Daarvoor is geen bepaald IQ vereist, of dat we helemaal gezond zijn. Nee, of je nu gezond of ziek bent, vermogend of juist niet, een knappe kop bent of veel meer iemand bent die het met z’n handen laat zien: je bent beeld van God. Nee, dan is afkomst, geslacht, geaardheid, niveau, of wat dan ook, niet beslissend. Wie of wat je ook bent: je bent beeld van God. Ieder mensenkind is dat. Dat maakt ieder mensenleven ook de moeite waard en het beschermen waard: geboren en nog ongeboren. Wat zou het al verschil kunnen maken als we zo anderen bezien! Of die nu een hardwerkende Nederlander is of een migrant. Een bewoner van een doorzonwoning of een dakloze. Een christen of een moslim, een Jood of een Palestijn, een Rus of een Oekraïner, enz. enz. Ieder mensenkind draagt de handtekening van God, is zijn schepsel, is een beeld van God.
Mens is in het Hebreeuws ‘Adam’. Tegelijk is het ook de naam geworden voor de eerste mens, en in zijn kielzog vele Adams. Ook die man uit de Arkgemeenschap in het Canadese Toronto. Daar werd deze Adam verzorgd. Door Henri Nouwen. Deze was een gevierd professor aan de Harvard University. Een bijzonder theoloog. Een zeer begaafd spreker én schrijver. Maar ook iemand die kampte met onzekerheid en minderwaardigheidsgevoelens. Henri Nouwen nam op een gegeven moment de beslissing om Harvard in te ruilen voor de Arkgemeenschap, een leefgemeenschap voor mensen met een verstandelijke beperking. Nouwen ging daar wonen en werken. ‘Wat moet je daar?’, vroegen z’n collega’s en z’n fans. Maar Nouwen voelde zich daar geroepen. Hij wilde Jezus volgen in diens weg naar beneden, van de minste zijn, van afdalen van zijn troon… En zo ging hij zorgen voor Adam. Adam die niet kon praten, die leed aan epilepsie en zonder hulp niet mobiel was.
Aanvankelijk vond Nouwen het moeilijk. Hij wist niet wat hij met Adam aan moest. Maar na een jaar ontstond er een band tussen deze twee. Nouwen schreef er een prachtig boek over, met als eenvoudige titel ‘Adam’. De kern daarvan is dat Nouwen daarin vertelt dat hij meer van Adam dan Adam van hem geleerd heeft. Dit: dat zijn belangrijker is dan doen, dat zijn wezenlijker is dan hebben. Henri mocht Adam verzorgen. Adam ontving. En Adam gaf zijn onvoorwaardelijke liefde terug, was er ook zo voor Henri.

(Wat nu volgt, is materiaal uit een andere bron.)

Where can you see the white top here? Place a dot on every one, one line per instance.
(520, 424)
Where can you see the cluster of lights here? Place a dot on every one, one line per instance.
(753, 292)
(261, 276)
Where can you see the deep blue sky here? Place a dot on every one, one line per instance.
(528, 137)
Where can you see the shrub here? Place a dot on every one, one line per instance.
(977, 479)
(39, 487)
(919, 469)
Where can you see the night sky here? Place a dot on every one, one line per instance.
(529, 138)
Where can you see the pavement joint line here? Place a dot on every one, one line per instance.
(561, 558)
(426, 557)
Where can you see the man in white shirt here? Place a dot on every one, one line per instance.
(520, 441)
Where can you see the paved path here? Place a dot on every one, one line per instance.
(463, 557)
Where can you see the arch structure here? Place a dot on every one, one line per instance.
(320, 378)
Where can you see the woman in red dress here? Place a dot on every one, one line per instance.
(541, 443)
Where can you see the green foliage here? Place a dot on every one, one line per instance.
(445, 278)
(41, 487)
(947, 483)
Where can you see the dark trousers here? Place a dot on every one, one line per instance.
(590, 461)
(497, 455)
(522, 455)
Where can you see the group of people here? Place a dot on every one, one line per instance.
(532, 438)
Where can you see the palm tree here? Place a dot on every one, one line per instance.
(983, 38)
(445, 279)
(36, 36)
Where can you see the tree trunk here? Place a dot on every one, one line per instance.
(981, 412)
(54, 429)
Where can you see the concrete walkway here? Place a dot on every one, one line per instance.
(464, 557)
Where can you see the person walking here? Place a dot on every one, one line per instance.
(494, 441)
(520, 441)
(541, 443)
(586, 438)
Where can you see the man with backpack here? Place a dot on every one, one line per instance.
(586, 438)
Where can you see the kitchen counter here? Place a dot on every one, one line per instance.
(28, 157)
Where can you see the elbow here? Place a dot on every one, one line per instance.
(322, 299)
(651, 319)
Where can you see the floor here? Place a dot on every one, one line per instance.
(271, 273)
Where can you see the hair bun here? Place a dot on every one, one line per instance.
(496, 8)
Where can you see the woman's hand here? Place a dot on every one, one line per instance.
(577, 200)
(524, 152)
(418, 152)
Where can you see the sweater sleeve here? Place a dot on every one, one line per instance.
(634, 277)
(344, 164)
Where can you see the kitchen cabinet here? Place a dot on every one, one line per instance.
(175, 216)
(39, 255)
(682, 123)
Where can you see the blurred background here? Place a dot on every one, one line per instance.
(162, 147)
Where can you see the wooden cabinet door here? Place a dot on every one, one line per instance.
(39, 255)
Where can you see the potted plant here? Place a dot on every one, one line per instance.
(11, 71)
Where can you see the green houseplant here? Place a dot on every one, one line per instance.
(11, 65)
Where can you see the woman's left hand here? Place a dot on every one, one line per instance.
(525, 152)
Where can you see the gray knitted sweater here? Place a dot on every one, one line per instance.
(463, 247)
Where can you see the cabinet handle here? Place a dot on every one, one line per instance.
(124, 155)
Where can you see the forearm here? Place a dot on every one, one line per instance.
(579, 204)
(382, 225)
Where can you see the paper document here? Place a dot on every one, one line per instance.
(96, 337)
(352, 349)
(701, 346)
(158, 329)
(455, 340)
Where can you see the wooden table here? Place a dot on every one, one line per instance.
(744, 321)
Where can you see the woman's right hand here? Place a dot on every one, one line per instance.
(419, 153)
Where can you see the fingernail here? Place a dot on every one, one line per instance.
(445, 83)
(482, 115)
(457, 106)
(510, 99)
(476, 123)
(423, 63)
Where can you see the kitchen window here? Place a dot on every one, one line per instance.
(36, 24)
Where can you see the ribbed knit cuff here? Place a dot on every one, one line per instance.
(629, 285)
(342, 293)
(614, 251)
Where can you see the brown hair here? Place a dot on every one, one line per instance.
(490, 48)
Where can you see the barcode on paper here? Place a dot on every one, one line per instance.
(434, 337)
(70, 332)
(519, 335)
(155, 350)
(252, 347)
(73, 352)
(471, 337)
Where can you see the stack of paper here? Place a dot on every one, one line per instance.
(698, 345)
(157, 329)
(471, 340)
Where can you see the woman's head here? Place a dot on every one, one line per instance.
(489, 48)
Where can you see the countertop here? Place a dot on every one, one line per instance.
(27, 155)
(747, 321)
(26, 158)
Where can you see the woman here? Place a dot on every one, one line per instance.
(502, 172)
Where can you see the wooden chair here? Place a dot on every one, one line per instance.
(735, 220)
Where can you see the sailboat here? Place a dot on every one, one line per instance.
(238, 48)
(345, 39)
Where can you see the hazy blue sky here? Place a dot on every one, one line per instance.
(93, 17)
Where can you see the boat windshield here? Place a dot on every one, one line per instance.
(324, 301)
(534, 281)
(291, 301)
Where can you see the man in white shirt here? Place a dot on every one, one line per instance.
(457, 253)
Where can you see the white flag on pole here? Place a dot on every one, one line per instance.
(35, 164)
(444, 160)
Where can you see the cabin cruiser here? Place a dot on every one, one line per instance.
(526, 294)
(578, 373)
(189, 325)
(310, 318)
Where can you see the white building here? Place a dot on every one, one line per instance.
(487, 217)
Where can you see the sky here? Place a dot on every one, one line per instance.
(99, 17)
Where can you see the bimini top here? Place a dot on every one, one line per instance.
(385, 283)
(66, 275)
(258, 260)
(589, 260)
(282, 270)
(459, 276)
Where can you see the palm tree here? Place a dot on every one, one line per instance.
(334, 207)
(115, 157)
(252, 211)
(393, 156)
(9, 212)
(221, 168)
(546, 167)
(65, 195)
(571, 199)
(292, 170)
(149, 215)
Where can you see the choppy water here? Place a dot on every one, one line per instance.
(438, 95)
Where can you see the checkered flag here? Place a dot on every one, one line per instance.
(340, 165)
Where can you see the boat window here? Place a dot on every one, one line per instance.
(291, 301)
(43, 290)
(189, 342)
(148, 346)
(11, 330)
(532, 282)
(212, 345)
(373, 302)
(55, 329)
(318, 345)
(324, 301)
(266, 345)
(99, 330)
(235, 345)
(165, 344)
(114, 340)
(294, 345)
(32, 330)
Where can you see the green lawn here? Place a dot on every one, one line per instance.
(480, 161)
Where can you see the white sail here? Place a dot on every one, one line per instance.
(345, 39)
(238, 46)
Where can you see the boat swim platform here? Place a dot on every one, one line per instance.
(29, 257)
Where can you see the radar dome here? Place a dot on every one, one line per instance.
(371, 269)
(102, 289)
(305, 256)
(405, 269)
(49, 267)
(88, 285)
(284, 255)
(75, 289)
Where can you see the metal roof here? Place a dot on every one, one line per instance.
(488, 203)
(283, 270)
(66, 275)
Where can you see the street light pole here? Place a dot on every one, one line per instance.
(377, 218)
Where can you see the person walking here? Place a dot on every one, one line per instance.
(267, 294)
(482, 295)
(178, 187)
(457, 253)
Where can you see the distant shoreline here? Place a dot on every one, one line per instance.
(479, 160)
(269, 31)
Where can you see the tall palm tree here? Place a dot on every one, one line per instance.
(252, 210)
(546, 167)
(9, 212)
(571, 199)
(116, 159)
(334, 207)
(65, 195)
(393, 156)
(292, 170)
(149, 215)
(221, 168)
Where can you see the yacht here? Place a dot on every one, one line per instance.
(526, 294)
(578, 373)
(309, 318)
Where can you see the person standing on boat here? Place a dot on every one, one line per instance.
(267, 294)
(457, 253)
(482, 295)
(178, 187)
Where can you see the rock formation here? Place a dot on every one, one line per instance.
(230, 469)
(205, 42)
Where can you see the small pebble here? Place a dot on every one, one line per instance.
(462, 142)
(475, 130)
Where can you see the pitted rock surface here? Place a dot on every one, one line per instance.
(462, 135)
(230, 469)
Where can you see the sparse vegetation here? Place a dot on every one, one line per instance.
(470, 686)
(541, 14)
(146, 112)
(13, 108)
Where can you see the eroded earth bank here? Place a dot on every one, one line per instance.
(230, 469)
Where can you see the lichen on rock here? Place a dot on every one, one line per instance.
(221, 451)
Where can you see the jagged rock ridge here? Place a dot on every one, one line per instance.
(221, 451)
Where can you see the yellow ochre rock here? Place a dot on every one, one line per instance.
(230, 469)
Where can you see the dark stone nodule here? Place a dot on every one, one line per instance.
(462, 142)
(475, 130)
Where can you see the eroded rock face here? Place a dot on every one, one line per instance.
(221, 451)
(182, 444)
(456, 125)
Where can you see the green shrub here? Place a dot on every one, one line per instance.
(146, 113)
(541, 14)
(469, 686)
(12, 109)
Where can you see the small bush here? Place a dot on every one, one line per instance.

Adam leerde Henri ook dat diens prestaties niet het wezenlijke waren, diens cv, wat anderen allemaal van hem vonden. Nee, wie we in Gods ogen zijn: gewild, geliefd, zijn evenbeeld.
Dus wie of wat u of jij ook bent, waar jij onzeker over bent, mee worstelt: je bent de moeite waard. Omdat Gods eigen handtekening op jouw leven staat. Je lijkt sprekend op God. Je bent zijn beeld. Vergeet dat nooit.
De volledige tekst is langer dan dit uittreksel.